Monsieur le président, monsieur le rapporteur, mes chers collègues, le Sénat et les sénateurs ont, dans la vie publique, une fonction d’exemplarité, tout particulièrement à l’égard des élus locaux. Or, alors que nous nous apprêtons aujourd’hui à appliquer au Sénat les dispositions de la loi du 15 septembre 2017 pour la confiance dans la vie politique, je souhaiterais que notre Haute Assemblée puisse, par son exemplarité, aider à rassurer ces mêmes élus locaux.
Je commencerai mon propos en livrant à ceux d’entre vous qui n’en auraient pas pris connaissance le résultat de la consultation réalisée par le groupe de travail du Sénat sur le statut des élus locaux : 45 % des 17 500 élus ayant répondu pensent ne pas se représenter. Cette crise des vocations est justifiée avant tout – 27 % des réponses – par le temps accordé au mandat au détriment de leur famille et de leur travail, puis par le degré d’exigence des citoyens – 13, 4 % des réponses – et le risque juridique et pénal – 12, 7 % des réponses. Sur 100 élus, 13 envisagent d’abandonner leur engagement public en raison du risque juridique lié à l’exercice de leur mandat.
C’est un constat qui rend nécessaire, voire indispensable, un travail de publicité et de pédagogie au sujet des obligations déontologiques et de la prévention des conflits d’intérêts, que je propose d’effectuer ce soir.
Ce constat peut être étendu à nombre d’élus et s’inscrit dans le contexte général d’un renforcement des obligations déontologiques. Il en va de même du débat que nous avons aujourd’hui sur cette proposition de résolution, qui revêt une importance majeure pour le bon fonctionnement du Sénat et le respect des nouvelles prescriptions normatives.
L’adoption de cette proposition de résolution permettra au Sénat de se conformer à l’article 3 de la loi pour la confiance dans la vie politique. Cette loi, que notre assemblée a votée à une large majorité – 298 voix pour et 5 contre –, constitue ce que l’on appelle une « loi d’opinion », c’est-à-dire un texte visant à rassurer l’opinion publique dans le contexte d’alors, que nous connaissons tous.
Nous avons adopté ce texte. Je l’ai moi-même voté. Cela dit, je tiens à nous interpeller collectivement sur les risques que peuvent engendrer des lois de réaction mettant en cause les élus de manière générale et alimentant un climat de défiance de la population envers eux.

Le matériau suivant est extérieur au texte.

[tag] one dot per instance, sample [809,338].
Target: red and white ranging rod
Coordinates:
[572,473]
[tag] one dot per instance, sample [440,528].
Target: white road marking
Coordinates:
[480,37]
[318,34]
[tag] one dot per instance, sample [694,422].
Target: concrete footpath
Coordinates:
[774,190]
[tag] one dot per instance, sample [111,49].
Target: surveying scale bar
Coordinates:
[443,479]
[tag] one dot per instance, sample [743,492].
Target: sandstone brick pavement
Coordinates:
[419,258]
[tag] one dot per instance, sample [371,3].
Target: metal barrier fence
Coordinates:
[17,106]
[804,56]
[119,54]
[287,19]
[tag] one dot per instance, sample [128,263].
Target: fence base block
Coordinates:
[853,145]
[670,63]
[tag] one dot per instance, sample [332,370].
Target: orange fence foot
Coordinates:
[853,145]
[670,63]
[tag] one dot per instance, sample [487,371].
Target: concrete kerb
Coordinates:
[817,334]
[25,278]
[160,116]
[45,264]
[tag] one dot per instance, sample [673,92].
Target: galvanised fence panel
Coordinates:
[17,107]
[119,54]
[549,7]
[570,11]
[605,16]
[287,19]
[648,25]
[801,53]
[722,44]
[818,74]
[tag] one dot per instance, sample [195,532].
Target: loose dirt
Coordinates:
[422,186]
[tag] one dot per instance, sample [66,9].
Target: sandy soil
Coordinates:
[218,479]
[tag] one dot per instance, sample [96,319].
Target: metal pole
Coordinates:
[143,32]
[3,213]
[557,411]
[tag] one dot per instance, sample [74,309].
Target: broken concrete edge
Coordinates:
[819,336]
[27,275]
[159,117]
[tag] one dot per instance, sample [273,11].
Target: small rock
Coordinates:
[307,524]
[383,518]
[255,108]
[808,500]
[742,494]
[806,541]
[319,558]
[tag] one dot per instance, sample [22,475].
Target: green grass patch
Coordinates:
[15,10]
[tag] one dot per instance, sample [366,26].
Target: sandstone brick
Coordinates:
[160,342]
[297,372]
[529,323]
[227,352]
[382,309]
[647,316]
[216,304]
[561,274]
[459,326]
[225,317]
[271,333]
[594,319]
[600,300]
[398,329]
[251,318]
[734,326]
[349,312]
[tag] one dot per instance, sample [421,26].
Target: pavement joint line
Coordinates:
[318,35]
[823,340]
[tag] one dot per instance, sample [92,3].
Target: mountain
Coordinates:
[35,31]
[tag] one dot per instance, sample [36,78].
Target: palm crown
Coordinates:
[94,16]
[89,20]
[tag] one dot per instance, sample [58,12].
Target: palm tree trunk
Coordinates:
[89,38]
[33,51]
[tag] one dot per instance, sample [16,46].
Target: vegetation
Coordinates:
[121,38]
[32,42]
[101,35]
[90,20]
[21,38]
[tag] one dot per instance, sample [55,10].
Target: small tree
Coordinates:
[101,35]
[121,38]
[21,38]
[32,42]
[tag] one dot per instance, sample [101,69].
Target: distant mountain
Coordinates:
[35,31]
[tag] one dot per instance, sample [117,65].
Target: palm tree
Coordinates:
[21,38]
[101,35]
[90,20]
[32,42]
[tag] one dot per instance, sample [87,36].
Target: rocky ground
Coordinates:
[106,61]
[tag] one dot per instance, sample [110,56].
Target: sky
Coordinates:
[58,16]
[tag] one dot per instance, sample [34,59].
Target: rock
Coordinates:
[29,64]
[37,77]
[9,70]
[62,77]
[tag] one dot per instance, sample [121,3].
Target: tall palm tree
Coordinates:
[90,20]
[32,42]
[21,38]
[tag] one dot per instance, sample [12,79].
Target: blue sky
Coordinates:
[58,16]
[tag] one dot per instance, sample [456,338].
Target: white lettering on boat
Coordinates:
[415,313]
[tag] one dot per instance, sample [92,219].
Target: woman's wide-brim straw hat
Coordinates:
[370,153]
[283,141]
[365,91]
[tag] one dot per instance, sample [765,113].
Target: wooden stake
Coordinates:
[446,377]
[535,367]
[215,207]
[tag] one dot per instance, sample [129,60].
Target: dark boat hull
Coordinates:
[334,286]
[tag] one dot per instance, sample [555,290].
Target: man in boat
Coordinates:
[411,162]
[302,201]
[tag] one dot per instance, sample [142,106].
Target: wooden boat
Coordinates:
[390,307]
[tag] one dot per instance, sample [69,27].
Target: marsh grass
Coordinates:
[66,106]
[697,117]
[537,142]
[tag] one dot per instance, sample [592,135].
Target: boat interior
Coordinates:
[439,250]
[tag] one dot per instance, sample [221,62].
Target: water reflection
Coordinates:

Pour en revenir à la proposition de résolution que nous soumet le président du Sénat, nous ne pouvons que saluer cette initiative et nous réjouir que notre institution dispose des moyens optimaux de prévenir les conflits d’intérêts.
La mise à jour des sanctions contre l’absentéisme parlementaire, notamment leur adaptation à la disparition de l’IRFM, va globalement dans le bon sens. Il en est de même des modalités de saisine du comité déontologique parlementaire, qui ont été élargies au terme des travaux de la commission.
Le mécanisme de déport, quant à lui, permettra à un parlementaire de se retirer publiquement d’un débat qui le placerait en situation de conflit d’intérêts. Cela constitue une meilleure garantie pour les sénateurs concernés et permettra d’attester de notre profonde conviction que la déontologie doit jouer un rôle important dans la vie publique.
La difficulté réside dans le fait que la démarche incombe au parlementaire et se fonde sur sa seule appréciation et sa seule déclaration, d’où l’intérêt de suivre avec précision l’ordre du jour et le contenu des textes inscrits, pour mieux signaler un déport en amont, avant, par exemple, que le vote n’intervienne par voie de procuration en cas d’absence.
Se pose alors la question centrale de la définition du conflit d’intérêts, sur laquelle je me permettrai de revenir un peu plus longuement.
La loi du 11 octobre 2013 relative à la transparence de la vie publique a pour la première fois harmonisé les textes existants et donné une définition légale du conflit d’intérêts, en son article 2 : « Au sens de la présente loi, constitue un conflit d’intérêts toute situation d’interférence entre un intérêt public et des intérêts publics ou privés qui est de nature à influencer ou à paraître influencer l’exercice indépendant, impartial et objectif d’une fonction. »
Cette définition met en évidence trois critères : la détention d’un intérêt par l’élu, qu’il soit direct ou indirect, matériel ou moral ; l’interférence peut être matérielle ou temporelle ; l’intensité de l’interférence s’examine au cas par cas. Il y a conflit d’intérêts quand l’interférence est suffisamment forte pour soulever des doutes raisonnables quant à la capacité de l’élu d’exercer ses fonctions en toute objectivité.
La loi du 15 septembre 2017, dite « loi Bayrou », a défini le conflit d’intérêts des parlementaires selon un rapport privé-public, et non un rapport public-public, lequel n’est mentionné que dans la loi de 2013 et ne touche que les élus locaux.